LVMH Moët Hennessy Louis Vuitton's La Samaritaine renovation project has hit another roadblock this week, as an Administrative Court in Paris canceled one of the luxury conglomerate's building permits for the renovation of the Parisian department store. The matter has been ongoing since LVMH filed for a permit in December 2012.
This past July, a Parisian tribunal found that the rue de Rivoli side of the building planned by LVMH, particularly its undulating façade made entirely of glass and stone, is not in line with the architecture, and "does little to enhance the surrounding buildings." The challenging to LVMH's project comes from the Society for the Protection of landscapes and the aesthetics, which argues that LVMH's planned restoration will "distort the center of Paris."
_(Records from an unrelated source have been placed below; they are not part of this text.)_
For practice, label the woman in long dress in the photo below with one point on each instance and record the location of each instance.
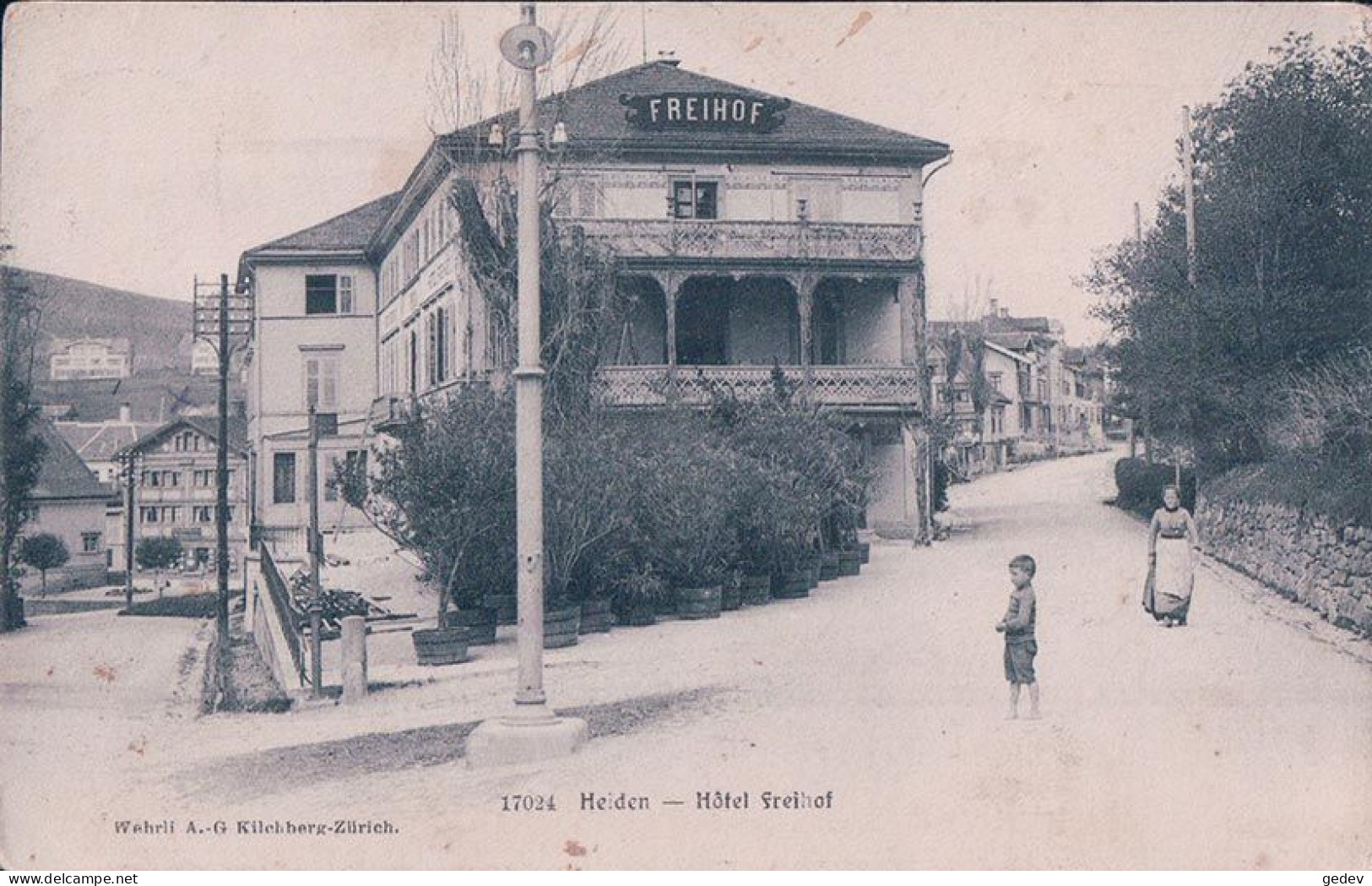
(1172, 554)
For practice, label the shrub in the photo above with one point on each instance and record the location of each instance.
(158, 553)
(184, 606)
(680, 507)
(586, 501)
(811, 485)
(1139, 486)
(446, 492)
(44, 552)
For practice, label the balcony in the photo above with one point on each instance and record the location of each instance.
(870, 389)
(391, 411)
(752, 240)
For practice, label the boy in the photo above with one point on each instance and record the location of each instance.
(1021, 645)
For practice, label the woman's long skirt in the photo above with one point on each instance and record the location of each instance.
(1168, 590)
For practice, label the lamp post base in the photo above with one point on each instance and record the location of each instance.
(524, 738)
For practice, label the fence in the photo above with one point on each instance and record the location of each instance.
(285, 615)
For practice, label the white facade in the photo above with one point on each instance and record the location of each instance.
(91, 358)
(313, 340)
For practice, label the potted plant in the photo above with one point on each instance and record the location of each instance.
(586, 510)
(637, 597)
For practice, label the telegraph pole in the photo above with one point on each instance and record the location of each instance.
(1189, 191)
(533, 731)
(129, 466)
(221, 474)
(314, 545)
(220, 316)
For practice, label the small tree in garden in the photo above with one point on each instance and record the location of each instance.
(684, 510)
(446, 492)
(44, 552)
(588, 499)
(812, 483)
(158, 553)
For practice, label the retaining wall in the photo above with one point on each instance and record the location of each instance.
(1302, 556)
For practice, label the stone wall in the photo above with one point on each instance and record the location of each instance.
(1299, 554)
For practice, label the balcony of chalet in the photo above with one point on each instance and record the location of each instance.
(719, 240)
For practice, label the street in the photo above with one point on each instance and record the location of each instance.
(1238, 742)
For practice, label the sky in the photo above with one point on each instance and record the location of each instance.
(146, 144)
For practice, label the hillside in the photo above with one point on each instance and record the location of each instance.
(158, 329)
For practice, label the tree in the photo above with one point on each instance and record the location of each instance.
(44, 552)
(21, 448)
(158, 553)
(1283, 182)
(445, 490)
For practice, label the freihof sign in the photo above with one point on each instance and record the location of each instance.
(704, 110)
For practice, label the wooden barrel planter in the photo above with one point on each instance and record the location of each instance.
(829, 567)
(790, 586)
(439, 646)
(505, 606)
(596, 616)
(479, 623)
(755, 590)
(700, 602)
(560, 627)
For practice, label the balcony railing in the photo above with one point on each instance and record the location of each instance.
(873, 387)
(762, 240)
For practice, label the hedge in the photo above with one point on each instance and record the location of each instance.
(1139, 486)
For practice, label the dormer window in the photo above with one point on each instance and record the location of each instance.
(328, 294)
(695, 199)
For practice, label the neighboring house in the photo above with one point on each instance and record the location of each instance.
(69, 503)
(175, 492)
(89, 358)
(98, 442)
(753, 232)
(988, 439)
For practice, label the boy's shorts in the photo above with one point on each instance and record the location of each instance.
(1020, 661)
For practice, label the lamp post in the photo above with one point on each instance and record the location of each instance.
(531, 731)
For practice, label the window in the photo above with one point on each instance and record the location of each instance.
(431, 349)
(283, 477)
(695, 199)
(328, 294)
(322, 382)
(322, 294)
(441, 343)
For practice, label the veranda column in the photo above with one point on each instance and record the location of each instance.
(671, 284)
(805, 285)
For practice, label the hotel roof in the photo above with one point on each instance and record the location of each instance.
(596, 121)
(63, 475)
(347, 232)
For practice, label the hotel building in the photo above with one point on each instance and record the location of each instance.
(753, 233)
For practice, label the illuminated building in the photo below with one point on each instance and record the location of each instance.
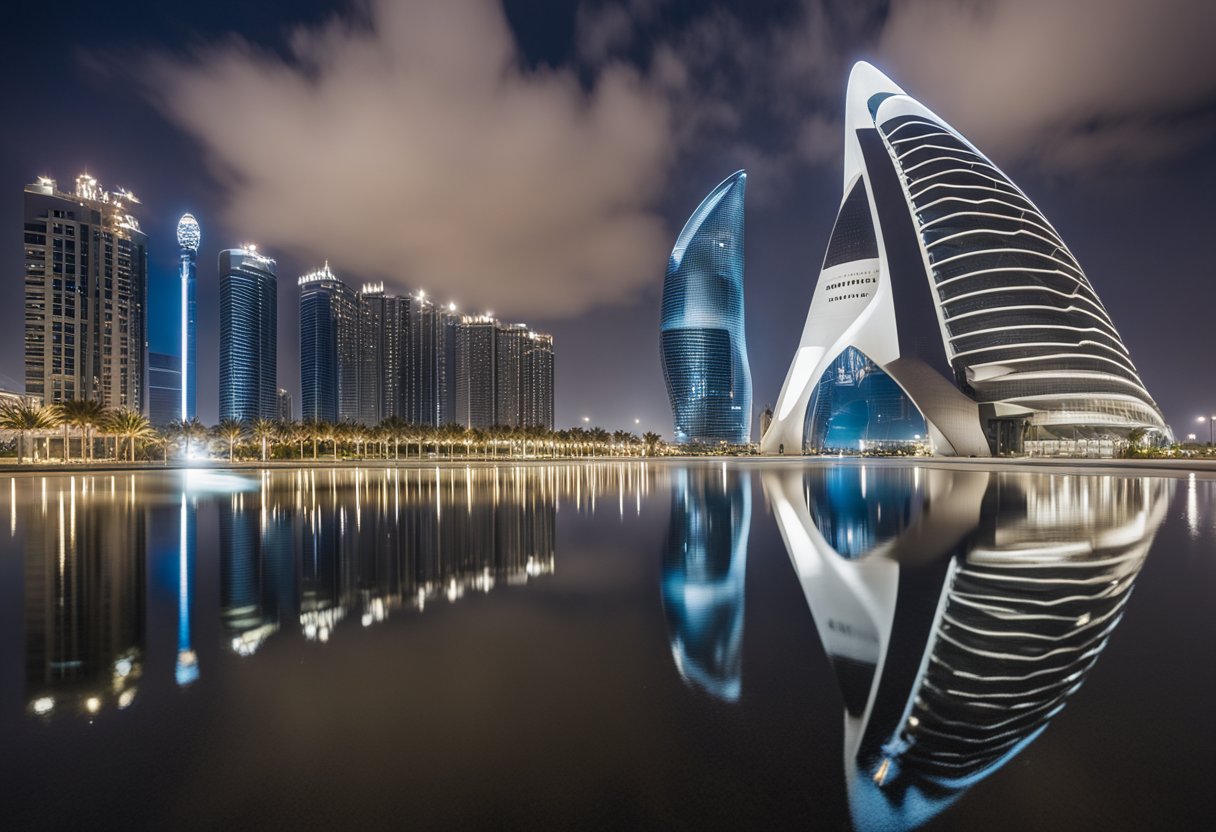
(701, 333)
(704, 569)
(508, 378)
(164, 388)
(248, 335)
(85, 277)
(947, 284)
(476, 365)
(504, 374)
(429, 361)
(285, 405)
(538, 382)
(189, 236)
(328, 348)
(382, 318)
The Samaritaine, a Parisian landmark located in Paris' First Arrondissement, was purchased by LVMH 2001. The store, which was opened in 1869, had been operating at a loss since the 1970's, was closed in 2005, as the building did not meet safety codes. In 2010, LVMH announced that a Japanese firm had been chosen to redesign the building as a combination hotel/apartments/offices, along with a small retail component, with an estimated re-opening in 2016. According to a statement from La Samaritaine, a subsidiary of the LVMH group, the project will allow for the renovation and maintenance of "an exceptional architectural heritage" and the "hosting of new uses required for the vitality of central Paris in buildings that are exemplary in terms of urban ecology."
LVMH and the city of Paris have two months to appeal the latest ruling, which as of now, fully suspends any further progress in relation to the building.